Monday, February 04, 2008

A different take on the economy

Interesting article in the Sunday Post Outlook section titled: The Boom Was a Bust For Ordinary People

I think it raises some very interesting points on how the boom in the economy these last few years has not reached a great many people. From the story:

we’ve had brisk growth for the past few years, as the president has tirelessly reminded us, only without those promised increases in personal income, at least not for the poor and the middle class. According to a study just released by the Economic Policy Institute, real wages actually fell last year. Growth, some of the economists are conceding in perplexity, has been “decoupled” from widely shared prosperity.

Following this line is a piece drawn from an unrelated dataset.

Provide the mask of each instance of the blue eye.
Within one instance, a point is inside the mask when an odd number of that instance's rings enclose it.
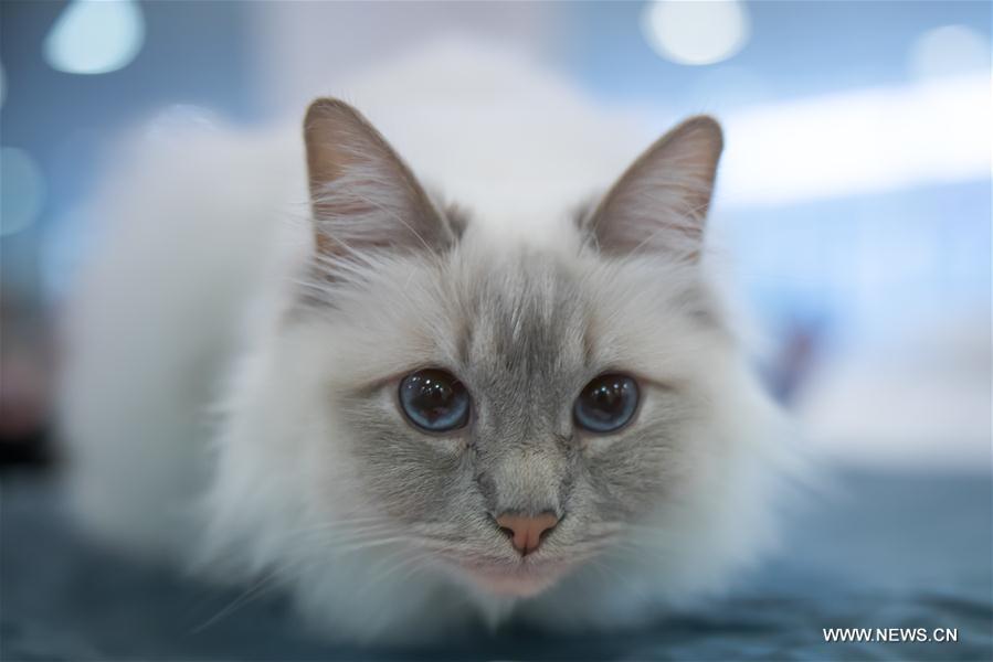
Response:
[[[637,383],[626,375],[600,375],[587,384],[572,408],[575,423],[591,433],[613,433],[637,409]]]
[[[419,370],[400,382],[400,408],[422,430],[447,433],[468,420],[469,394],[451,373]]]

Growth is not the only economic indicator that has let us down. In the past five years, America’s briskly rising productivity has been the envy of much of the world. But again, there’s been no corresponding increase in most people’s wages. It’s not supposed to be this way, of course. Economists have long believed that some sort of occult process would intervene and adjust wages upward as people worked harder and more efficiently.


The current economic problem, downturn, recession or whatever you like to call it started in the subprime market. If the Federal Reserve or the government had been a little more concerned or aware of the practices of some of these loans, action might have been taken to prevent this problem. It seems action was only taken when the large bank and investment firms were suddenly brought into the picture that the powers that be took notice.

The interest freeze on the subprime market is a help. But what happens after five years if people are still unable to pay their mortgages? Will be right back where we started or will the government do something to really and truly help this people get out of this mess?

1 comment:

Arthur (AmeriNZ) said...

Ah, yes, well we know why this all happened. The Bush-Cheney regime would've taken no notice while fat profits were being made off the backs of ordinary working people, and only took any action at all when those profits were threatened. It's also no mystery why ordinary people haven't benefited from rising productivity--all the benefits have been siphoned off to satisfy shareholders' ever-increasing demands for higher returns.

Economists never consider greed in their equations, nor the willingness of an administration that seeks to encourage and reward it. The mystery to me is why the media lets Bush-Cheney get away with blaming the people who took out sub-prime mortgages when the fault clearly lies with the greedy and unscrupulous money-lenders who hoodwinked them into it. I wonder what economists say about that?